In a nutshell: Ransomware might have become hackers’ weapon of choice in recent years, but old fashioned phishing emails remain effective. That’s what a school district in Texas learned recently after it lost around $2.3 million through a phishing scam.

The Manor Independent School District, which is located just outside of Austin, fell victim to the phishing scam in November. Manor Police Department Det. Anne Lopez told KEYE that it handed over the money in three separate transactions.

The district said the local police department and FBI are investigating, and that there are strong leads in the case. It never released any further details about the incident.

CNN reports that the school district serves more than 9,600 students, according to its Facebook page. Manor is about 15 miles from Austin, Texas.

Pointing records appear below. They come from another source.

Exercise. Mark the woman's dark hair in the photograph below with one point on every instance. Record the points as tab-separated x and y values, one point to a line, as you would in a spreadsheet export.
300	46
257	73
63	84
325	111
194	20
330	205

Phishing scams usually involve emails in which criminals try to convince people to hand over details such as passwords and banking information. As these messages often look legitimate, many victims click on their links without realizing it’s a scam. The same technique was used to steal the explicit photos of celebrities in the 2014 incident known as Celebgate, aka The Fappening. The hacker in that instance sent out emails posing as an Apple or Google employee, tricking account holders into revealing their usernames and passwords.

While phishing can still bring in the money for hackers, it’s often not as effective or damaging as ransomware. In the middle of CES last week, Las Vegas almost became the latest city to fall victim to what’s suspected to have been a ransomware attack. As of October last year, there were 81 incidents of ransomware affecting local US governments.